In [1]:
%pip install matplotlib 
%pip install spicy
import numpy as np
import matplotlib.pyplot as plt
import pandas as pd
from scipy.stats import ttest_ind
import os 
from statsmodels.stats.multitest import multipletests

downloads_folder = os.path.expanduser('~') + '/Downloads/'
ruta_archivo = os.path.join(downloads_folder, 'Cpvalues.xlsx')
data=pd.read_excel(ruta_archivo)


# Assuming df is your DataFrame with loaded data
# Replace 'your_file.csv' with the actual file path or DataFrame name
# For instance, you can read a CSV file using: df = pd.read_csv('your_file.csv')

# Extract Cp values
cp_values = data.iloc[3:, 2:].astype(float)

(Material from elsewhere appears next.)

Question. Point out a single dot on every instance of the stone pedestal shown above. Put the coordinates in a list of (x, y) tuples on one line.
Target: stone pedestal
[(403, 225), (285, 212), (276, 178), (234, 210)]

# Calculate the mean for each column
column_means = cp_values.mean(axis=0)

# Subtract the mean of each column from the Cp values to get dCp values
df_dcp = cp_values.sub(column_means, axis=1)

# Divide dCp values into different groups
control_group_dcp = df_dcp.iloc[:, :9]
moderate_group_dcp = df_dcp.iloc[:, 9:20]
severe_group_dcp = df_dcp.iloc[:, 20:]

# Replace column names with sample names
sample_names = ["Gene", "Position"] + ["sample1", "sample2", "sample3", "sample4", "sample5", "sample6", "sample7", "sample8", "sample9",
                                        "sample10", "sample11", "sample12", "sample13", "sample14", "sample15", "sample16", "sample17", "sample18",
                                        "sample19", "sample20", "sample21", "sample22", "sample23", "sample24", "sample25", "sample26", "sample27",
                                        "sample28", "sample29"]

# Assign the sample names to the columns of the result_df_grouped_dcp DataFrame
df_dcp.columns = sample_names[2:]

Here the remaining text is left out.